I got back on Sunday from a trip to Nantou, located in central Taiwan where we have another team of teachers working. We went to an American church in Tai-chung, and it was the first time that I have been around that many 'foreigners' since I have been here. It was rather a strange feeling as I looked around during the service to see so many people like...well...me! You could definitely sense an 'American feel'. I felt a little bit out of place, and wondered if that's just part of being away from home for so long. It also occurred to me that by the time I get home it will be a new thing for people I talk with on an everyday basis in the store or at the train station to be talking to me and me actually understanding them... and then realizing that "Oh yes, I can say something back..."
God has shown me more and more while I have been here how important kids really are to me... and how if I was doing anything else right now, I would be crazy. I hate to say this, but I don't think that I ever fully realized the value in a tiny little kid. I have learned to appreciate so much about them, mostly their innocence, and openness... I know that may sound cliche, but it is striking me for the first time. They reach out to learn so willingly and with so much excitement that it makes me want to be able to teach them better. I thank God so much for this chance to be here even though I know that there are others much more qualified than I am.

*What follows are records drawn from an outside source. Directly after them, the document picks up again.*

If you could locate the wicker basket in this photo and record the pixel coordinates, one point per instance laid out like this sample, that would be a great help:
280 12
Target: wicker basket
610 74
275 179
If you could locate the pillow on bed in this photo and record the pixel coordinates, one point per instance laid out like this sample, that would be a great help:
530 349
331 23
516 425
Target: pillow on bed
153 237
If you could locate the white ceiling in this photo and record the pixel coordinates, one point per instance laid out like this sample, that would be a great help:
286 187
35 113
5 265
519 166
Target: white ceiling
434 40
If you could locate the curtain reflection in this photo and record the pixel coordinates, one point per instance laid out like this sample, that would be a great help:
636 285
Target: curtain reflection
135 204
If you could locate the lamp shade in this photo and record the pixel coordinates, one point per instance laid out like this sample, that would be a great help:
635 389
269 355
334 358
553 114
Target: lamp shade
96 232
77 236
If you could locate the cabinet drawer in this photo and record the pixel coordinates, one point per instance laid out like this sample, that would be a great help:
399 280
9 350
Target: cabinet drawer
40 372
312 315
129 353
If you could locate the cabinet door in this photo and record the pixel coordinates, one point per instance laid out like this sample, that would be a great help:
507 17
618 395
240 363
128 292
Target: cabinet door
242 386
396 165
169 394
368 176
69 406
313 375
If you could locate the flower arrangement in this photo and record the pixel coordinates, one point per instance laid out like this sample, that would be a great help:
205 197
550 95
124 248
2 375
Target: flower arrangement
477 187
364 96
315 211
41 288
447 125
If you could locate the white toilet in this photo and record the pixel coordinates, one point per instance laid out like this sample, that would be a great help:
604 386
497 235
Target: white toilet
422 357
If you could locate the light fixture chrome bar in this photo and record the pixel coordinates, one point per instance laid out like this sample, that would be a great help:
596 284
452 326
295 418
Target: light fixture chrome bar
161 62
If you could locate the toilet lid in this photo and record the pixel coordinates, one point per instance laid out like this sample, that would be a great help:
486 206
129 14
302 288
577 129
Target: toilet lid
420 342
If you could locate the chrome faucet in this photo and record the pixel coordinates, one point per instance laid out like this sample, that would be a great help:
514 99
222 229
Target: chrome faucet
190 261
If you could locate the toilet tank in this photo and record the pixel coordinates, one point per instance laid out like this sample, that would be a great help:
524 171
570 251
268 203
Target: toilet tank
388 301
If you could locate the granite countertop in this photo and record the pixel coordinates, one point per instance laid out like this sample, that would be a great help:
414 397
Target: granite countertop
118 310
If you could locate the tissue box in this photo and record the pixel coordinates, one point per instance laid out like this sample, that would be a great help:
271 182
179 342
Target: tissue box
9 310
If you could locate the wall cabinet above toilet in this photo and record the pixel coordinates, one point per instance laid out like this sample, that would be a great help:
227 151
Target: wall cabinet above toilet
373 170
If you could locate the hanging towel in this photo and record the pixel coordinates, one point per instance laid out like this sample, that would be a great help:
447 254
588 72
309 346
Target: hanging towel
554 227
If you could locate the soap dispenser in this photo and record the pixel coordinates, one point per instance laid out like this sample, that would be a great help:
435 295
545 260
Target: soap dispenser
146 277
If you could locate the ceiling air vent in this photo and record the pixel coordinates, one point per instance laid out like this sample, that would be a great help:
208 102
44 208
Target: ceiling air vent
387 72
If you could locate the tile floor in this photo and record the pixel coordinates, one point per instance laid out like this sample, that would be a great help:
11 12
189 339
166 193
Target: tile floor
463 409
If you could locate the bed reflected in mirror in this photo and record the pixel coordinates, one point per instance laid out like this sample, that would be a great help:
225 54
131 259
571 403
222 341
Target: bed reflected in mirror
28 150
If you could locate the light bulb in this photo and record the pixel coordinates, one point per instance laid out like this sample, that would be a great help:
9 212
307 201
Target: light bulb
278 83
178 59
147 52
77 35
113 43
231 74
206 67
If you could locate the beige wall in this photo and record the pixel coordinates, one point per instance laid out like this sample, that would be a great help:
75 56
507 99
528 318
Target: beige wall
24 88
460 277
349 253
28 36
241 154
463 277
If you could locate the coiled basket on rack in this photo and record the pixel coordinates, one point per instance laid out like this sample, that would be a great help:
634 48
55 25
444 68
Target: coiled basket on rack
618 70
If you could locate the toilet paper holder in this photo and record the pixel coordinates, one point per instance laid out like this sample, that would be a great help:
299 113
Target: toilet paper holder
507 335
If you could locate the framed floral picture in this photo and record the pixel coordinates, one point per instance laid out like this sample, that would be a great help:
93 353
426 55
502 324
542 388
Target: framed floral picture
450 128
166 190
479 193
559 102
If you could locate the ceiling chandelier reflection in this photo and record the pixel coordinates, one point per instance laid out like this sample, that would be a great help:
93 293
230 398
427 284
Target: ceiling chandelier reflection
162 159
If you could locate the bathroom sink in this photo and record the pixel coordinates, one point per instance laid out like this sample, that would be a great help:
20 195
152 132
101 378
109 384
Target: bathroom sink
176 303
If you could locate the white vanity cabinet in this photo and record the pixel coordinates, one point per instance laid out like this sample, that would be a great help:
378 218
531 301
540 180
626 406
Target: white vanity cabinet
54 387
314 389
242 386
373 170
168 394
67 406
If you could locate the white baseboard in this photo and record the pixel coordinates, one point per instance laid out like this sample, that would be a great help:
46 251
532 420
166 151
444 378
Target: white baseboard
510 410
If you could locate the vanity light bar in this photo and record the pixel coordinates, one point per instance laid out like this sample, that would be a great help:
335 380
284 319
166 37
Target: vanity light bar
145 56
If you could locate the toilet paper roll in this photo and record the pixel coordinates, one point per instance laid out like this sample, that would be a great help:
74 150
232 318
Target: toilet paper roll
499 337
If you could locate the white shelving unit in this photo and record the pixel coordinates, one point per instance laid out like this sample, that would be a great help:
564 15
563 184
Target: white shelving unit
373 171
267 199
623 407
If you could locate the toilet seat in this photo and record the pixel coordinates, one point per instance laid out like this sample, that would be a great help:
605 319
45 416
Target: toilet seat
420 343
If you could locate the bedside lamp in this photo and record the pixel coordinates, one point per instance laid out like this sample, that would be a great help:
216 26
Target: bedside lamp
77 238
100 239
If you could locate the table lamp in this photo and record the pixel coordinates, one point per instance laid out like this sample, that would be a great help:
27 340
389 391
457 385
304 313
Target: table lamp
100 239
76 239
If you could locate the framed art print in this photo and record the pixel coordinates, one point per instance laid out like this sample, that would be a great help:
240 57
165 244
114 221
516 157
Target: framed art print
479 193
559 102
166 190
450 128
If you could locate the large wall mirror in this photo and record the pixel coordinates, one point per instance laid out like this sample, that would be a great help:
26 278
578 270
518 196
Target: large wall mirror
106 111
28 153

We taught our largest school ever last week... there were almost 120 students. All of us teachers play the clapping game with them for the introduction, and when we say goodbye, many times the students will stand and as a group give us a thank you cheer in Chinese. When we are sent out into schools in the city, after each class period, my kids will bow and say thank you in English to me before they run up and confiscate my flashcards to quiz me the vocabulary words in Chinese that I just taught them in English. God has used each child I meet here to show me how precious it is to work with them and help them learn for the tiny bit of time that I am with them.